The
data facilities in Dubai, Germany, Japan and Australia will
extend the reach of China's leading cloud computing service
provider to every major continent, and marks the latest step in
the unit's $1 billion infrastructure investment drive.
Also known as Aliyun, the unit has flourished domestically
thanks to Beijing's strategic emphasis on building homegrown
cloud technology, while foreign firms have grappled with
stringent licensing restrictions in the country.
However, it accounts for a much smaller slice of the global
market for cloud computing, defined as the storage of data on
remote networks rather than local servers, which is expected to
reach $135 billion by 2020, according to research firm Canalys.
Alibaba Cloud is forecast to take 7.8 percent of that market,
while leading players Amazon.com Inc, Microsoft, International
Business Machines Corp and Alphabet Inc are expected to account
for 69.1 percent.
Yu Sicheng, general manager of Alibaba Cloud's international
business, said the unit's strength in China was a significant
advantage and a lynchpin in the company's globalization plans.
"We have the U.S., Europe plus China, which is quite difficult,"

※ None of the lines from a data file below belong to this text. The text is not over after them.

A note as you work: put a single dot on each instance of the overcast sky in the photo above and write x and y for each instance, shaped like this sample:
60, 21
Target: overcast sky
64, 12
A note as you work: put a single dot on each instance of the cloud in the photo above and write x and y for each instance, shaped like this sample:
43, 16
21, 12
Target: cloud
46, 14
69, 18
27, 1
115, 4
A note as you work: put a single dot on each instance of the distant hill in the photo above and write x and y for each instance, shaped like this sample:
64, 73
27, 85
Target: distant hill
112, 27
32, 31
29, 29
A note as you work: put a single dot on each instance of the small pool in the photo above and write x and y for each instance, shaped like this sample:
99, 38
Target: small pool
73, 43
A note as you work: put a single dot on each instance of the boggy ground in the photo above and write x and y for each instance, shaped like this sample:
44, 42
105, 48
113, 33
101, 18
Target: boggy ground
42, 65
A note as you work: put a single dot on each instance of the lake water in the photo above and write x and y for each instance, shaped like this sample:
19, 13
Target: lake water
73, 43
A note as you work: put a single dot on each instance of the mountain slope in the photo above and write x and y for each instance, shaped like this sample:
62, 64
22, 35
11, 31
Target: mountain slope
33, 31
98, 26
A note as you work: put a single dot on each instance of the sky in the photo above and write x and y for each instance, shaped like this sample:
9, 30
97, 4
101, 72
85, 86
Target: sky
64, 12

he told Reuters in an interview.
The new additions bring Alibaba Cloud's total number of foreign
cloud facilities to eight, surpassing the six within China,
though the majority of the company's data volume remains
squarely within China.
It will launch the data facilities through partnerships with
Vodafone in Europe, Softbank Group Corp in Japan and YVOLV in
Dubai, a joint venture between Alibaba Cloud and Meraas Holdings
LLC.
Yu, however, declined to comment on when the unit will likely
post a profit, even as it has seen six quarters of consecutive
triple-digit growth, to become Alibaba's fastest growing
business sector.
"Our focus is to keep expanding our market leadership and
presence and this is our priority for now," he said.